REPUBLIKA.CO.ID, KAIRO – Media Mesir, Ahram Online, memuat artikel tentang kesamaan Prancis dan ideologi Islam yang mematikan pada Selasa (15/12). Dalam artikel disebutkan bahwa Mesir dan Prancis membentuk visi yang lebih jelas tentang bagaimana mengesampingkan kalkulasi kebijakan luar negeri yang sempit.
Hal itu demi kepentingan mengejar perjuangan yang tegas dan tak tergoyahkan melawan ekstremisme dan terorisme yang telah menimpa kedua negara secara sengit dalam beberapa tahun terakhir.
Selama kunjungan Presiden Abdel-Fattah Al-Sisi ke Paris pekan lalu, dia dan mitranya dari Prancis, Emmanuel Macron, menyempurnakan pendekatan yang berfokus pada Ikhwanul Muslimin.
Pertemuan tersebut menandai pertemuan tatap muka pertama antara para pemimpin dari Timur dan Barat tentang perlunya bekerja sama untuk menghadapi organisasi induk dari semua organisasi teroris Islam lainnya yang telah muncul selama 50 tahun terakhir.
Dalam sebuah wawancara dengan Le Figaro selama kunjungannya, Presiden Al-Sisi mengatakan, "Bukan tanpa alasan bahwa Ikhwanul Muslimin ditetapkan sebagai organisasi teroris di Mesir dan di banyak negara lain di kawasan itu."

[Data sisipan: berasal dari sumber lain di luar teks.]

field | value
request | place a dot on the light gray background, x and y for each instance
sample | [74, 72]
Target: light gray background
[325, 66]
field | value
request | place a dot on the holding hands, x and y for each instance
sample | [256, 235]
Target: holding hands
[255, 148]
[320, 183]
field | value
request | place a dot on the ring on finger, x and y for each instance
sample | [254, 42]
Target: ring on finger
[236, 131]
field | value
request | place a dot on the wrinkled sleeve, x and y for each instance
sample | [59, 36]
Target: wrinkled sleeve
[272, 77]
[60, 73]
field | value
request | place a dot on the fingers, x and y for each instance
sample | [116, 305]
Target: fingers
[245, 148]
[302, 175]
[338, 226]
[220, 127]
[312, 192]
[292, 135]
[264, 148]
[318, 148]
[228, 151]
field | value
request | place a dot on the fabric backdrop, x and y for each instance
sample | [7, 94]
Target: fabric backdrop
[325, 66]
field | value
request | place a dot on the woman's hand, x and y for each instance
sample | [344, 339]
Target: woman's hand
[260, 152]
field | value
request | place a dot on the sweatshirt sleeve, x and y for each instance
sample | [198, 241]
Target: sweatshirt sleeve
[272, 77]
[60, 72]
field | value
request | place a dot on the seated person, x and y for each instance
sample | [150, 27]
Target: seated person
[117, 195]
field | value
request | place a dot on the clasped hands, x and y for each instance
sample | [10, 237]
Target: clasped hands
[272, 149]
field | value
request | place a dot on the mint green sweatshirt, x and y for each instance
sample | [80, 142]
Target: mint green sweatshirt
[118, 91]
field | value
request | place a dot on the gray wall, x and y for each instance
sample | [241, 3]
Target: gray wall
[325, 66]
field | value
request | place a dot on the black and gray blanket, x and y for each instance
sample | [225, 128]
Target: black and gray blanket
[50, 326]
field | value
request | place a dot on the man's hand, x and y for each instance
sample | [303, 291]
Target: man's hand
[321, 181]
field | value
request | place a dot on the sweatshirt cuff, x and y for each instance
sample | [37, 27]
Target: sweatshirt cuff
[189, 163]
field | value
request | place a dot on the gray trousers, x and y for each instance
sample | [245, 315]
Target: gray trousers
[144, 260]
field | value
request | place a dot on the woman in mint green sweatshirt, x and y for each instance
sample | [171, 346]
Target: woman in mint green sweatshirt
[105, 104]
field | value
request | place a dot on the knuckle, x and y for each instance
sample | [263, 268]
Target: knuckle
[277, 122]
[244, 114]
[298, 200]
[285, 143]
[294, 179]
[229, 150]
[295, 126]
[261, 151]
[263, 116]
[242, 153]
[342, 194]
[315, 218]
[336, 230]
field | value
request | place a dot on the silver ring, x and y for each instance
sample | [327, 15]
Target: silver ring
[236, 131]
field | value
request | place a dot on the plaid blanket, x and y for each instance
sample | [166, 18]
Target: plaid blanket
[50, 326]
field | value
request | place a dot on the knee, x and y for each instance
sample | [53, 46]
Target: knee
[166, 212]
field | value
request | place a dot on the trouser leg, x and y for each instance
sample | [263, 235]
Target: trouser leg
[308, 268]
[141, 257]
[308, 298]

Dia menjelaskan bahwa infiltrasi Ikhwanul Muslimin ke dalam jaringan kerja sosial, cara operasi amal mereka terjalin dengan kelompok teroris yang mereka kendalikan, dan cara mereka berusaha untuk melemahkan lingkaran dan institusi politik dan pemerintah menimbulkan ancaman eksistensial bagi negara di mana pun mereka berada.
"Mereka bersembunyi di balik agama untuk membenarkan pandangan totaliter mereka. Mesir, seperti Prancis, telah membayar korban yang sangat besar karena terorisme. Warga sipil yang tak terhitung jumlahnya, baik Muslim dan Koptik, anggota Angkatan Bersenjata dan polisi, serta anggota pengadilan telah menjadi korban tindakan brutal terorisme."
"Kami terus-menerus memperingatkan terhadap ideologi mematikan yang tidak mengenal batas ini dan kami terus menyerukan internasional koordinasi dalam perang melawan terorisme," ujarnya.